You are viewing a plain text version of this content. The canonical link for it is here.

Posted to user@hbase.apache.org by "dong.yajun" <do...@gmail.com> on 2015/08/19 08:11:17 UTC

Which is the fastest way to dump the content of Hbase table?

Hello,

Which is the fastest way to dump  the content of Hbase table to Hdfs?  is
it possible to use the hbase snapshot + Spark to do this?

now we have already use the hbase snapshot + mapreduce-v2(does not via the
Htable) to convert the HFiles to OrcFile, but we found the 'spilling map
output' occupied most of whole time.  so the spark can decrease the cost?

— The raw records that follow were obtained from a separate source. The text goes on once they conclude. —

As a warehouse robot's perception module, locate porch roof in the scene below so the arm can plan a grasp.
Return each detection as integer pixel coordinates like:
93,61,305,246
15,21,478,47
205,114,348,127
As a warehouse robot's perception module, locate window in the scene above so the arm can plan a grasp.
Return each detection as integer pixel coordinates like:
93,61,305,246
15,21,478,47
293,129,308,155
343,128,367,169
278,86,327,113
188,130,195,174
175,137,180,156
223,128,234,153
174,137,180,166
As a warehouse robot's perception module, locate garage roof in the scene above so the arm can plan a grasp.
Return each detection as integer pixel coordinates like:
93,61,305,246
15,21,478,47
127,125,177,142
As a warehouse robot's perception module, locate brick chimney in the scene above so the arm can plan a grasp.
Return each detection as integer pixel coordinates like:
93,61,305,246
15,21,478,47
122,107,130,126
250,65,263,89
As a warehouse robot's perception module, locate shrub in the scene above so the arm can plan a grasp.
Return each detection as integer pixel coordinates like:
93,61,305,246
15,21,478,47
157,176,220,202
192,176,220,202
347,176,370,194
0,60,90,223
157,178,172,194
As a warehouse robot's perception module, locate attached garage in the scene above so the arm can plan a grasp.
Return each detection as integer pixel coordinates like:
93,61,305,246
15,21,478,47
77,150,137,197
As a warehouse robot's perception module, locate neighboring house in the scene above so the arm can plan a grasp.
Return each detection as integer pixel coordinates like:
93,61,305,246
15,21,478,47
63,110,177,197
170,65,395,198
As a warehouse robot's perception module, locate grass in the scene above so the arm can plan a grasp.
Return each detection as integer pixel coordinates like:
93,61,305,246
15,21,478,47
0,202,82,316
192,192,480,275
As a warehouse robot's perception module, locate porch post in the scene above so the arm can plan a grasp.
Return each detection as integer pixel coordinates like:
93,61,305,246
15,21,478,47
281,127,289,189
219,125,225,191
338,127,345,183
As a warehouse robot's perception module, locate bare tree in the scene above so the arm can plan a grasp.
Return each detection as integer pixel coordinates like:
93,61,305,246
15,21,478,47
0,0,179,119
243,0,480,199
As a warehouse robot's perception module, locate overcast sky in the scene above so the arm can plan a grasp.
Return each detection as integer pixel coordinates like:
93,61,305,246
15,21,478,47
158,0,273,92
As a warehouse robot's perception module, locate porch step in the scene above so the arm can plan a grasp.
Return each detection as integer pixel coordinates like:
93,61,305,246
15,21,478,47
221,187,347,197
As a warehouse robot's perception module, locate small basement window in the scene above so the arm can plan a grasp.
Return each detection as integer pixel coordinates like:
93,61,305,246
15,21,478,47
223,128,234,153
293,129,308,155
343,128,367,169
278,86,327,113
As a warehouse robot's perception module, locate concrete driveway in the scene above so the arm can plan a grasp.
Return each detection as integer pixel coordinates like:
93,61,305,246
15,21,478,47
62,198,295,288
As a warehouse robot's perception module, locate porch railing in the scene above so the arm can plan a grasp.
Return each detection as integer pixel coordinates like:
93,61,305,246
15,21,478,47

map task: read the hfile, and convert it to KeyValues

reduce task: merge the keyvalues of same rowkey

thanks.

-- 
*Ric Dong*

Re: Which is the fastest way to dump the content of Hbase table?

Posted by Ted Yu <yu...@gmail.com>.

bq. 'spilling map output' occupied most of whole time.

Do you mind giving more detail on the above (percentage of job runtime) ?

Which release of hadoop / hbase are you using ?

Cheers

On Tue, Aug 18, 2015 at 11:11 PM, dong.yajun <do...@gmail.com> wrote:

> Hello,
>
> Which is the fastest way to dump  the content of Hbase table to Hdfs?  is
> it possible to use the hbase snapshot + Spark to do this?
>
> now we have already use the hbase snapshot + mapreduce-v2(does not via the
> Htable) to convert the HFiles to OrcFile, but we found the 'spilling map
> output' occupied most of whole time.  so the spark can decrease the cost?
>
> map task: read the hfile, and convert it to KeyValues
>
> reduce task: merge the keyvalues of same rowkey
>
> thanks.
>
> --
> *Ric Dong*
>